For full documentation, please visit <https://sideretro.readthedocs.io>.
### Features
When detecting retrocopies, **sideRETRO** can annotate several other features related to each event:
* **Parental gene**
The gene which underwent retrotransposition process.
* **Genomic position**
The genome coordinate where occurred the retrocopy integration event (chromosome:start-end).
It includes the insertion point (the expected exact point of each retrocopy insertion).
* **Strandness**
Detects the orientation of the insertion (+/-). It takes into account the orientation of insertion,
whether in the leading (+) or lagging (-) DNA strand.
* **Genomic context**
The retrocopy integration site context: If the retrotransposition event occurred at an intergenic or
intragenic region - the latter can be splitted into exonic and intronic according to the host gene.
* **Genotype**
When multiple individuals (genomes) are analyzed, **sideRETRO** discriminates events found in each one.

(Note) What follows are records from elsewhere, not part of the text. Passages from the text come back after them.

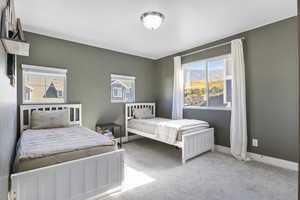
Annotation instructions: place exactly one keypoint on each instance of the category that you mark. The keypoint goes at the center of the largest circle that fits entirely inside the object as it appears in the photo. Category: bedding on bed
(39, 148)
(167, 130)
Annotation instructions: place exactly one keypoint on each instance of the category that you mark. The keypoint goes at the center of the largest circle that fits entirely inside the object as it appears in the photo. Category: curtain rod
(212, 47)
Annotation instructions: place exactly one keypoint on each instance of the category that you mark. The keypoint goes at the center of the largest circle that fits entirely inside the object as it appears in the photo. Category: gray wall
(272, 90)
(8, 118)
(89, 72)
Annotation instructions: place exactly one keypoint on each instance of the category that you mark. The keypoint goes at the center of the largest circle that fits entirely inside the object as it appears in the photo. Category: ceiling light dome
(152, 20)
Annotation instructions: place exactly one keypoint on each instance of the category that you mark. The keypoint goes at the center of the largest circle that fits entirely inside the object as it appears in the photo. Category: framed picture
(122, 88)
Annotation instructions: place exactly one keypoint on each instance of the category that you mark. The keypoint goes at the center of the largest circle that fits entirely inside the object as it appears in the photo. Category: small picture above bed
(50, 119)
(143, 113)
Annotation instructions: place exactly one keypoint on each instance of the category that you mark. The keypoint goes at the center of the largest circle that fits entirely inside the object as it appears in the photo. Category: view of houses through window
(122, 88)
(208, 83)
(43, 87)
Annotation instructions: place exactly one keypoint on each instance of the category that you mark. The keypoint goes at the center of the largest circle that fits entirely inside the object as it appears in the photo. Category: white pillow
(142, 113)
(50, 119)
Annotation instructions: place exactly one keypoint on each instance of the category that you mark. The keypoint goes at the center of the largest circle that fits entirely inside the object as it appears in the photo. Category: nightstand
(115, 130)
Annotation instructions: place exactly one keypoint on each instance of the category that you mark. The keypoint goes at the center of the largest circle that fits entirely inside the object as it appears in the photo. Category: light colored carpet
(154, 172)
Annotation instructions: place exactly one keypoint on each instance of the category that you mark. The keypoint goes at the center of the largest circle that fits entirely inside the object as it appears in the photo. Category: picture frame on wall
(122, 88)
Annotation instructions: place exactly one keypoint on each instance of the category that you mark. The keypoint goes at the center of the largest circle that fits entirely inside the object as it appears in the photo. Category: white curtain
(238, 129)
(177, 108)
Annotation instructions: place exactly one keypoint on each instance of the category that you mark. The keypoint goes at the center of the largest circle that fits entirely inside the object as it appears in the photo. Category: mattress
(153, 126)
(45, 147)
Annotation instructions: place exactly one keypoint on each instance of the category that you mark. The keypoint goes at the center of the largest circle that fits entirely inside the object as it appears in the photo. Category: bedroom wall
(8, 118)
(89, 70)
(272, 91)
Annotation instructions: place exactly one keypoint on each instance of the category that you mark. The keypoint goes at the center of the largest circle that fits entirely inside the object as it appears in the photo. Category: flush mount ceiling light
(152, 20)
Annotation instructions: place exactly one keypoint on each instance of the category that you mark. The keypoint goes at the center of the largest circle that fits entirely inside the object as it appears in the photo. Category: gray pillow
(142, 113)
(50, 119)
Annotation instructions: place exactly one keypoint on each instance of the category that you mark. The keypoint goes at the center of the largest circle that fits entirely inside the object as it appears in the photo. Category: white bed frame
(73, 180)
(192, 144)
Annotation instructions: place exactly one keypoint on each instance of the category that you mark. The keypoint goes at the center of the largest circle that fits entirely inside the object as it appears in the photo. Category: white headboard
(130, 106)
(26, 110)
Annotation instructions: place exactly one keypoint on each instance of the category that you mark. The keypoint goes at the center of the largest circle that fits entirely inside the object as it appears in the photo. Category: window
(43, 84)
(207, 83)
(117, 92)
(122, 88)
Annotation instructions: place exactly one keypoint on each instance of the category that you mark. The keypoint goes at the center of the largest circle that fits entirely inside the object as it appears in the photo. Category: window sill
(205, 108)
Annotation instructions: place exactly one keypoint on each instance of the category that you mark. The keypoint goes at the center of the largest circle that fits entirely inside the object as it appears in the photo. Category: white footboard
(197, 143)
(73, 180)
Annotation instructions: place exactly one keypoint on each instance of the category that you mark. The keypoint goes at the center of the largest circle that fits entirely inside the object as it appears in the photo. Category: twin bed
(71, 162)
(68, 163)
(193, 137)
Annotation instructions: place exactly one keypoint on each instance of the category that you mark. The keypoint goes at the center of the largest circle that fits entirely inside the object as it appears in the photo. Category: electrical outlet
(255, 142)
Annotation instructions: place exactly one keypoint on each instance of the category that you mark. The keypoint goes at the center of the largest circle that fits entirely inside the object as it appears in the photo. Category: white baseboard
(263, 159)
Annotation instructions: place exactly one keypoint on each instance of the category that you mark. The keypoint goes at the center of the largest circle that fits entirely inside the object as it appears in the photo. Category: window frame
(118, 91)
(52, 70)
(226, 77)
(128, 77)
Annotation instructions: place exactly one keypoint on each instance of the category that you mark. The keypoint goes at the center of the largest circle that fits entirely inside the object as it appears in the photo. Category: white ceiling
(115, 24)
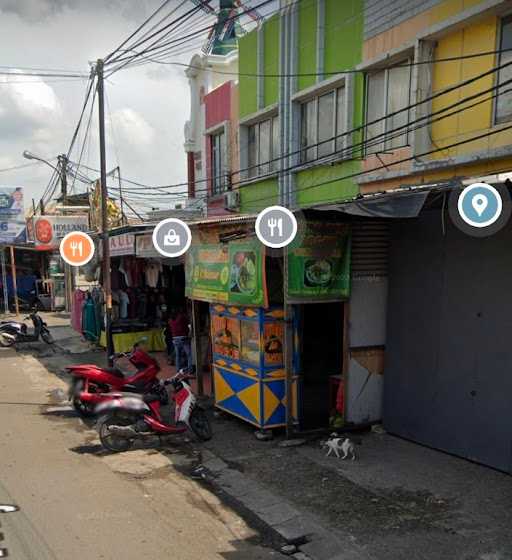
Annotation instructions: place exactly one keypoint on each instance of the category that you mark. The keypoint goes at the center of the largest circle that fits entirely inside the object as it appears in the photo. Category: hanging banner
(227, 273)
(47, 231)
(121, 245)
(12, 215)
(319, 269)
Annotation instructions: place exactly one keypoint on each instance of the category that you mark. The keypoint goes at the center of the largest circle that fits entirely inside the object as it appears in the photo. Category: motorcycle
(12, 332)
(92, 384)
(128, 417)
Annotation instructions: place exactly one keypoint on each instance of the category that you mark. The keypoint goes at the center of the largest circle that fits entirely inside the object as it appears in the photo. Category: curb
(312, 540)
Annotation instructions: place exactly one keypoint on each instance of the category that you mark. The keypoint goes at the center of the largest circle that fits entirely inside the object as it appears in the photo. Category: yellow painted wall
(476, 37)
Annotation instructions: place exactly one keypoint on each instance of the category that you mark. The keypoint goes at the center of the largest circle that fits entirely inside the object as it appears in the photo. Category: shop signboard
(227, 273)
(121, 245)
(144, 247)
(319, 268)
(12, 215)
(47, 231)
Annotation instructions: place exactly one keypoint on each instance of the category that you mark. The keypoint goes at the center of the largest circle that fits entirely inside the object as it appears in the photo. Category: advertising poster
(319, 269)
(47, 231)
(12, 215)
(246, 274)
(226, 336)
(207, 273)
(227, 273)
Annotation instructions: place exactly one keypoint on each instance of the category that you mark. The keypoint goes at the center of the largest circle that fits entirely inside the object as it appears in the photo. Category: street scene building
(301, 343)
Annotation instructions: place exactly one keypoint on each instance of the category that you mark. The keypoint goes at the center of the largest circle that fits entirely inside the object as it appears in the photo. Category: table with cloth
(123, 342)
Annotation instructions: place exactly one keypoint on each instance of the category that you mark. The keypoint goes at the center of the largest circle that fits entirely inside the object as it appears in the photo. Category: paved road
(77, 503)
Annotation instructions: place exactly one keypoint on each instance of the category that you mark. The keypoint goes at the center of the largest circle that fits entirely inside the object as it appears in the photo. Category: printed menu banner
(319, 269)
(227, 273)
(12, 215)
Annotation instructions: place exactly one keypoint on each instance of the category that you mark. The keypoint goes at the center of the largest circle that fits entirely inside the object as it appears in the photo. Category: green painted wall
(248, 64)
(310, 189)
(343, 34)
(307, 44)
(257, 196)
(271, 60)
(343, 51)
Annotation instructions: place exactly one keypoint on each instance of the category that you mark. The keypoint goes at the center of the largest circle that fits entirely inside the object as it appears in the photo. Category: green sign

That way, it is possible to distinguish whether an event is exclusive or shared among the cohort analyzed.
* **Haplotype**
Our tool provides information about the ploidy of the event, i.e., whether it occurs in one or both homologous
chromosomes (homozygous or heterozygous).
## Getting Started
### Installation
The project depends on [Meson build system](https://mesonbuild.com) and [Ninja](https://github.com/ninja-build/ninja)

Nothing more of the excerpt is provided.